Here is a statement released by the

Indiana Rail Road (PDF file, 55.03 KB):

Shuffle Creek Trestle

Thanks for the statement–which was well written.

Maybe these women will be smart enough to cash in on their fame/notoriety. A spot on Dr. Phil… a Playboy centerfold. This could be their ticket… (after they get out of jail).

How about some comments from trains.com’s countless female contributors?

Well… I’m not a woman, and I don’t play one on TV, and I didn’t stay at a Holiday Inn last night, but I’m not sure how a woman’s comments would vary from a man’s. Is it because the trespassers were women?

Trespassing is trespassing. Illegal is illegal. Stupid is stupid. Gender us gender but neither gender has ownership of the first three. However, I would like to hear this pair’s statements at to what they were doing on he bridge, at that hour of the morning, and what was going through their minds as this whole scene unfolded. Not because they are women but because it may tell a story from which others could learn…

Ok, I will. I have many things going thru my mind, not the least of which is that this used to be the male species doing this type of tresspass. As a mother of a day or two, this just makes me heartsick when I see any of our young people doing this type of almost sure death stunts.

We are a society of looking for a bigger high, a bigger stunt that will thrill and shock and no limits on what we can find on video somewhere to try next. And to paraphrase my favorite poster Kyle - let’s hit them in the head with a plow and teach them not to do that. What can I possibly say? That is an incredibly sad statement to go along with an incredibly sad situation.

Most bridges that I’ve seen have a narrow walkway on one side… maybe that should be mandatory. People might say that a walkway would encourage trespassing, but clearly the lack of a walkway doesn’t seem to discourage it.

We can’t seem to stop people from trespassing, so perhaps we should at least provide a means of escape. The crews might appreciate a walkway also in the event of an emergency on the bridge.

As in so many legal issues like this, ethnicity, race, marital status, sex, hair colour and style, choices of footwear, annual earnings, disability, choice of personal automobile, choices of alimentation, presence of tattoos, education attainment, and many other attributions, preferences or predilections are irrelevant.

When it comes to handcuffs, one size fits all.

-Crandell

Hand cuffs or straight jackets? We’ve a hard time in this country getting this correct.

Thankfully the train didn’t take down the bridge when it derailed. However the fact that it did slightly derail will give the railroad more reason to sue these idiots till their broke and push for maximum jail time. That will send a clear message to people that trespassing is illegal and dangerous. I hope that Operation Lifesaver will use this incident to help educate the public on safety around railroads by using the media.

A piece of chain should be hung from the bottom of locomotives to discourage idiots from laying in between the rail and having a train go over them. I sure one idiot has probably already tried this.

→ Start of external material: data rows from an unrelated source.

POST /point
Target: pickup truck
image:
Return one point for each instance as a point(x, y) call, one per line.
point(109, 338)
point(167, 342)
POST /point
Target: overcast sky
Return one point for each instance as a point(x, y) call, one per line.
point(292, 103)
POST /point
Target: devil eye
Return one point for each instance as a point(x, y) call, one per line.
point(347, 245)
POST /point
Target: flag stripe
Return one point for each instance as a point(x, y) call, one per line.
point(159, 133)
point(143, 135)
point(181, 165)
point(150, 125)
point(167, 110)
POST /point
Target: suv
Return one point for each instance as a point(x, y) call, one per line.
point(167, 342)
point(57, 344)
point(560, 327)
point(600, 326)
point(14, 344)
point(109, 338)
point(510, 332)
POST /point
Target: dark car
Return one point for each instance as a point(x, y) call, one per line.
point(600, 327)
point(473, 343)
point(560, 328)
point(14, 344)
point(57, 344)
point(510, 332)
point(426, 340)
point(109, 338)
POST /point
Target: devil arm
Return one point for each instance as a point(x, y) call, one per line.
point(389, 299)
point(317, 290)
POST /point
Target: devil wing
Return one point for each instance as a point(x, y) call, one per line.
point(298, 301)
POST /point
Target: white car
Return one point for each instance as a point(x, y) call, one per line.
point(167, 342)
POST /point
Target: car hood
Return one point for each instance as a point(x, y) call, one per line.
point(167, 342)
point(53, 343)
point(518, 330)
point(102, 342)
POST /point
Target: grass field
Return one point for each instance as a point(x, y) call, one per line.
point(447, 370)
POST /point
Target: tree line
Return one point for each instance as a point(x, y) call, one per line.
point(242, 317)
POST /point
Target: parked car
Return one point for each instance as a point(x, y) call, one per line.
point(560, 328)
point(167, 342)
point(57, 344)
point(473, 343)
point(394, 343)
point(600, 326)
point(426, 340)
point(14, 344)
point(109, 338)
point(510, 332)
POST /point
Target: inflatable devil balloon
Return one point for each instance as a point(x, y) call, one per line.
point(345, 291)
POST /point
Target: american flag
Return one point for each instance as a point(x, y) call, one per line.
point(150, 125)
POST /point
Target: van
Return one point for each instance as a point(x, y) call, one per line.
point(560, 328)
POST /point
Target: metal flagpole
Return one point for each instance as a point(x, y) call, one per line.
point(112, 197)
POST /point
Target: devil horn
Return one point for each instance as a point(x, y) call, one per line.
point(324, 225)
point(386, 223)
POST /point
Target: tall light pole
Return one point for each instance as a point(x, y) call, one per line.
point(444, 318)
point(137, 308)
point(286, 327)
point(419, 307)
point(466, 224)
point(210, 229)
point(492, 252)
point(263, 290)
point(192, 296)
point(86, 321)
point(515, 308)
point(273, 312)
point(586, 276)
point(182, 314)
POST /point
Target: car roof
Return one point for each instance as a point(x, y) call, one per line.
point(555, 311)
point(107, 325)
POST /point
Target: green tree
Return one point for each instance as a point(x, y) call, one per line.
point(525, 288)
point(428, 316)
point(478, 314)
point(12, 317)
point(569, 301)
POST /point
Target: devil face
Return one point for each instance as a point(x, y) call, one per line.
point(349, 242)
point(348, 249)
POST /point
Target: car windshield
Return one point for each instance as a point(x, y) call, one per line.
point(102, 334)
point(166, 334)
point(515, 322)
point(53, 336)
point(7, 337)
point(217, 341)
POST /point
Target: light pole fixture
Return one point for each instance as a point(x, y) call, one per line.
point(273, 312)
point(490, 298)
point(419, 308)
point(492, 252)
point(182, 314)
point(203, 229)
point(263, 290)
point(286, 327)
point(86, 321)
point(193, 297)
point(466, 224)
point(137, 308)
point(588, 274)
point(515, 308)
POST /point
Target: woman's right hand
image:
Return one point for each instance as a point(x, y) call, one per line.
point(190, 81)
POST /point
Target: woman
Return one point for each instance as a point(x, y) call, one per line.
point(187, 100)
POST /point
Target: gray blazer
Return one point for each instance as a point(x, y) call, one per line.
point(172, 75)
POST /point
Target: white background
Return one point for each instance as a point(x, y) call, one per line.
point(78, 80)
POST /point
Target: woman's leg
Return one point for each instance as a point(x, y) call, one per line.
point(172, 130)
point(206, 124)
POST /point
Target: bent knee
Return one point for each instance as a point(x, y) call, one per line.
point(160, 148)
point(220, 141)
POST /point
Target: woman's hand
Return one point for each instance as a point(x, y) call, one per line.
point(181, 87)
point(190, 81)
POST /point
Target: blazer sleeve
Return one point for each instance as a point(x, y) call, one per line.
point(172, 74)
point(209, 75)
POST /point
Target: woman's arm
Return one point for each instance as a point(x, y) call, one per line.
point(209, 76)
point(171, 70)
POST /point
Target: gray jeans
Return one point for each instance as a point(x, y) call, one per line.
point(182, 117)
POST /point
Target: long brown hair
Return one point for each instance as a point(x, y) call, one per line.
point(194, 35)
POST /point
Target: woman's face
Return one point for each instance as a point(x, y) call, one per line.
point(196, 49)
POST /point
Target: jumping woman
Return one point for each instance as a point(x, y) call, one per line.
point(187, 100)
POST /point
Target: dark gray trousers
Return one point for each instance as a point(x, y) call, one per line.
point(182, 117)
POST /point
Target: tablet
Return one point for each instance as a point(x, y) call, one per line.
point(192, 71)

How do you “slightly derail” a train? Isn’t that like being “slightly pregnant?”

Was there only an engineer onboard?

“In this case, not only did two trespassers narrowly escape a horrible death, but had the heavy
train derailed due to the emergency brake application – which isn’t uncommon – it could have taken down the bridge, possibly killing the engineer as well."

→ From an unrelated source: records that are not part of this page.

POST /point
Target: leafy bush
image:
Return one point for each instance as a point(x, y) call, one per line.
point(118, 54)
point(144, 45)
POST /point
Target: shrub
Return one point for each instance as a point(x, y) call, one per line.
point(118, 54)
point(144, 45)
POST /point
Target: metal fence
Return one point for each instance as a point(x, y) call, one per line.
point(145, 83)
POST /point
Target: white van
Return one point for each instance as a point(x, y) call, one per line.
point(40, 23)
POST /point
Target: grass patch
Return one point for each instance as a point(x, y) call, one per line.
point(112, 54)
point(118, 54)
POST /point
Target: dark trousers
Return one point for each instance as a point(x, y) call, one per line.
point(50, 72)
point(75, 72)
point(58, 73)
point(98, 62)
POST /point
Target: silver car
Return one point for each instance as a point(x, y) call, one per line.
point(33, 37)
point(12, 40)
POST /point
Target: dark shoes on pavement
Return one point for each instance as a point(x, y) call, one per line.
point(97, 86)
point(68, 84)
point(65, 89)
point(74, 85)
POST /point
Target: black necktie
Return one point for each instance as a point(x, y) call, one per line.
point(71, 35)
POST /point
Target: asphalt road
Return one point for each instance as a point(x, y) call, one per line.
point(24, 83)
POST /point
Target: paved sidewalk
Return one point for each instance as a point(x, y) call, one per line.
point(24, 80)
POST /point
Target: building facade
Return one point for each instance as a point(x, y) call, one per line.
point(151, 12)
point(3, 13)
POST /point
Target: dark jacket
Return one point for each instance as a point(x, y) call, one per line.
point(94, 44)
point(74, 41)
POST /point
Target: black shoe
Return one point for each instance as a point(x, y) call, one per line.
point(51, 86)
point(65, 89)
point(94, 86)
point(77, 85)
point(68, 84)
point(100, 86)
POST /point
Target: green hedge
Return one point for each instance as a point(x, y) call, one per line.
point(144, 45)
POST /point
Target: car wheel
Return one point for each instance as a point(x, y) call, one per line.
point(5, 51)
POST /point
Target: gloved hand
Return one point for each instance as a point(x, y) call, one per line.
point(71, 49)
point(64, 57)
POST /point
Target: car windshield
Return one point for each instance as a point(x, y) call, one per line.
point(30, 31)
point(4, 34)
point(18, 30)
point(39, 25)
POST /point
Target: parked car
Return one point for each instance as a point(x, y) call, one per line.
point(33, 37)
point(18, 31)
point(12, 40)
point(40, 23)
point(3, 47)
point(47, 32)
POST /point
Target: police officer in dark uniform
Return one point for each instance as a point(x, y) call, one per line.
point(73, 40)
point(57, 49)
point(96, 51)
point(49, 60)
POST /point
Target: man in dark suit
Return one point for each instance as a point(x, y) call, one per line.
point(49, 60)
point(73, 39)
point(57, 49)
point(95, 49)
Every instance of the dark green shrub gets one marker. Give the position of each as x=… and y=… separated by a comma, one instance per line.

If not, they forgot someone…

http://www.inrd.com/documents/news_releases/2014-07-29_Shuffle_Creek.pdf

From all I read, the train did NOT derail (slightly or not). It was mentioned in a public comment that putting a train into emergency braking COULD derail a train, but nowhere have I seen any mention about this train derailing at all.

or slightly dead…

There was apparently no derailment, slight or otherwise.

It seems like Kyle’s chain could have hit them on the head, possibly fatally; or discouraged them from taking the one possible action that saved their lives. Maybe we ought to forget about the chain, OK?